La communion privée inaugurait pour les enfants une nouvelle obligation : l’observance de la trilogie des rites essentiels de l’église : confession, pénitence et eucharistie. On se confessait et on allait communier au moins une fois par mois ainsi qu’aux grandes fêtes du calendrier liturgique.
La première phase était celle de la confession, Elle s’effectuait le samedi après-midi qui précédait la communion, c’était un rite particulièrement désagréable car il fallait avouer au curé les péchés que l’on avait accomplis pendant le mois précédent. Ce n’était pas évident car il fallait s’en souvenir ! Heureusement, il existait à notre disposition des listes pour nous aider. Ces listes comportaient tous les péchés que pouvaient commettre des enfants et des pré-adolescents y compris cette mention « avoir de mauvaises pensées », une périphrase faisant allusion à des pratiques que l’église considérait comme honteuse et tabou. On lisait avec soin la liste et on cochait les péchés qui semblaient nous correspondre. Il ne fallait en mettre ni trop peu car le curé ne nous aurait pas cru, ni trop car la pénitence aurait été trop lourde. Chaque libellé de la liste donnait donc lieu à un examen de conscience : « ai-je accompli ce péché ? », on se souvenait alors que peut-être, une ou deux fois dans le mois, on avait pu y succomber et on cochait ce péché sur la liste. Une fois la liste prête, on attendait notre tour.

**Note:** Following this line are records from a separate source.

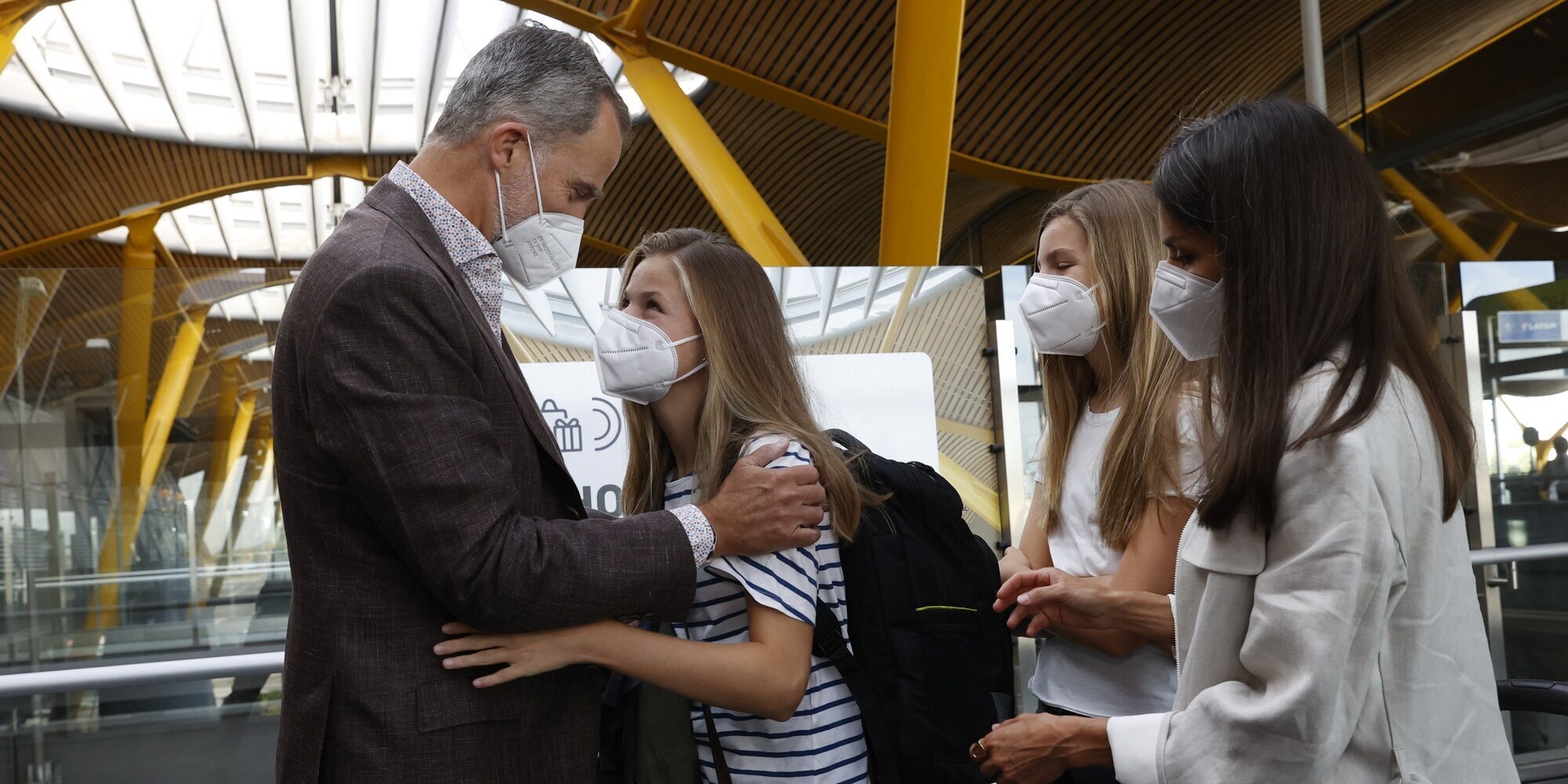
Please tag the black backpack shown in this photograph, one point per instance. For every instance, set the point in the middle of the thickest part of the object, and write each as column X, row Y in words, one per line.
column 934, row 664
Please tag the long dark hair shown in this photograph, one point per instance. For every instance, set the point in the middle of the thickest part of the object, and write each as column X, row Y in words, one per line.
column 1307, row 247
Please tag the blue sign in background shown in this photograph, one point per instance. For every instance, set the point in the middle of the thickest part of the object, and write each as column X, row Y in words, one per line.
column 1531, row 327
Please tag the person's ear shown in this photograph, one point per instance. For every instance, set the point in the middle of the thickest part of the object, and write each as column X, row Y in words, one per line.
column 509, row 147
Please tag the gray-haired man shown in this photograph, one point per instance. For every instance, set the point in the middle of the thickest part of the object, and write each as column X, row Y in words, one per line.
column 421, row 484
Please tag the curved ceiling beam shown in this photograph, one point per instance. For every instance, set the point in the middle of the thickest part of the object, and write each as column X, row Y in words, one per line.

C’était très impressionnant d’entrer dans le confessionnal. Le curé occupait la place centrale tandis que deux fidèles à genoux se trouvaient de part et d’autre, Une trappe de bois fermée par un volet reliait le curé aux fidèles, tandis que le curé confessait l’un, l’autre attendait son tour. Cette attente semblait interminable, on se demandait bien pourquoi certains mettaient tant de temps pour se confesser et on imaginait qu’ils avaient accompli de grandes turpitudes. Quand le volet fermant la trappe s’ouvrait. Il se déroulait une scène quasi-irréelle, le visage du curé apparaissait dans le noir et approchait son oreille de la trappe, on murmurait alors à voix basse les péchés que l’on avait coché sur la liste. A la fin de l’énumération, le curé demandait « rien d’autre ? » sur un ton un peu inquisitorial comme s’il soupçonnait qu’on lui cachait certaines turpitudes, il nous donnait quelques conseils puis il demandait de réciter l’acte de contrition ; je me souviens encore des paroles qu’i fallait prononcer : « Mon Dieu, j'ai un très grand regret de vous avoir offensé, parce que vous êtes infiniment bon, infiniment aimable et que le péché vous déplaît. Je prends la ferme résolution, avec le secours de votre sainte grâce, de ne plus vous offenser et de faire pénitence. »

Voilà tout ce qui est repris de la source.